I've got this beautiful one liner which calls a webservice of mine via Task Scheduler:
-ExecutionPolicy unrestricted -Command "(New-Object Net.WebClient).DownloadString(\"https://127.0.0.1/xxx\")"
But my webservice has SSL now and I want to make a local call so it gives an SSL exception. So is there a way to ignore the SSL warning with this one liner?
With the one-liner you don't have many options in ignoring the SSL-warning (with the WebClient downloadstring method).
You could try doing this before invoking the command :
[System.Net.ServicePointManager]::ServerCertificateValidationCallback = {$true} ;
Since you're using this in a task-scheduler, I'd add it before the DownloadString command with a ';' to seperate the two commands.
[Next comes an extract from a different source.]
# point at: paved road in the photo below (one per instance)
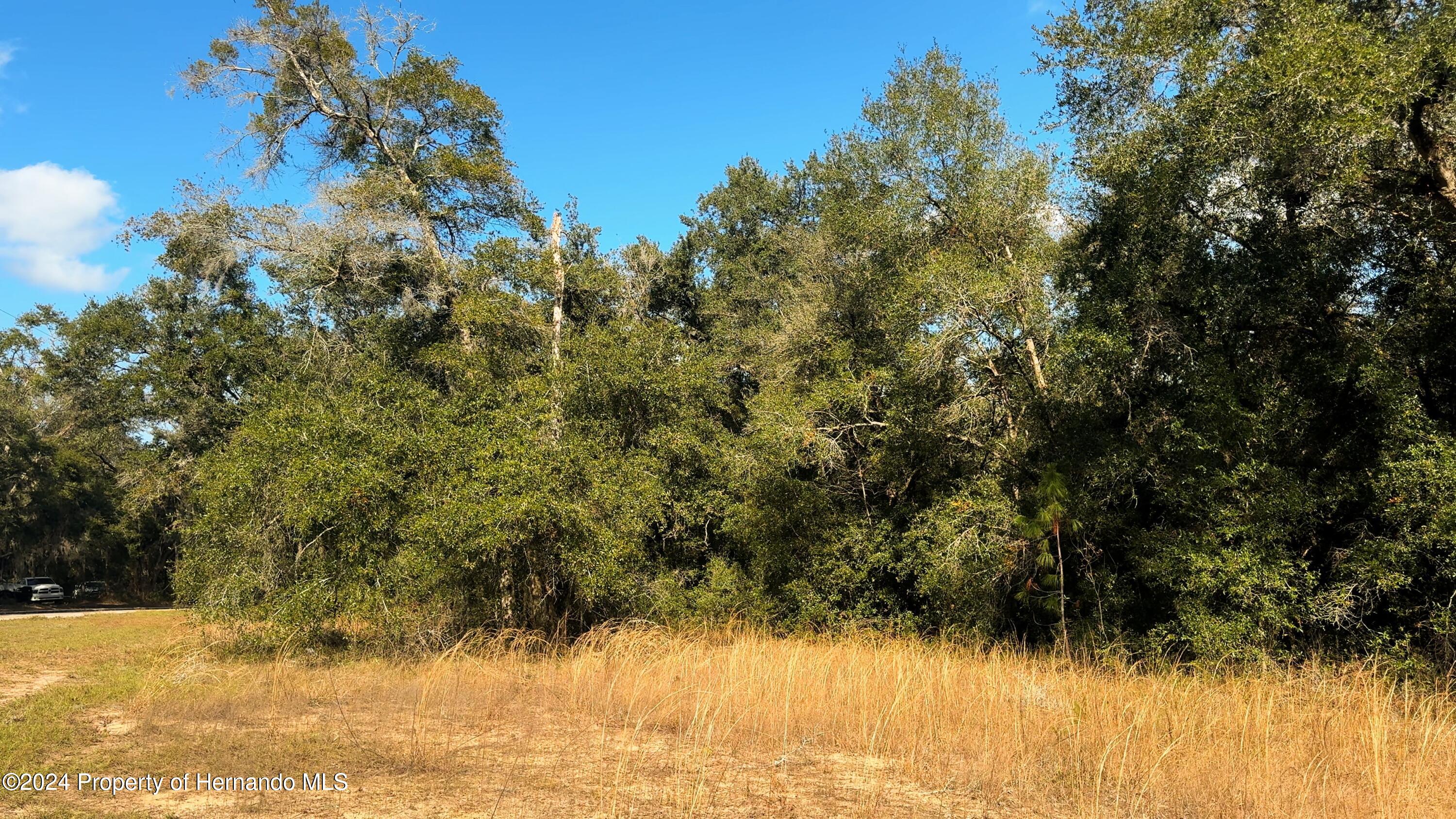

This should do the trick, which would set the callback in the session:
-ExecutionPolicy unrestricted -Command "[System.Net.ServicePointManager]::ServerCertificateValidationCallback = {$true};(New-Object Net.WebClient).DownloadString(\"127.0.0.1/xxx\")"
If you have a newer Powershell installation (check if you have the invoke-webrequest cmdlet available), you can use this cmdlet in addtion to a security policy. Still not a one-liner, but this should do the trick :
add-type @"
using System.Net;
using System.Security.Cryptography.X509Certificates;
public class TrustAllCertsPolicy : ICertificatePolicy {
public bool CheckValidationResult(
ServicePoint srvPoint, X509Certificate certificate,
WebRequest request, int certificateProblem) {
return true;
}
}
"@
[System.Net.ServicePointManager]::CertificatePolicy = New-Object TrustAllCertsPolicy
$result = Invoke-WebRequest -Uri ""https://127.0.0.1/xxx"
Try to see if that works from a normal host, if so, you could bundle it in a simple script and use this in your scheduled task.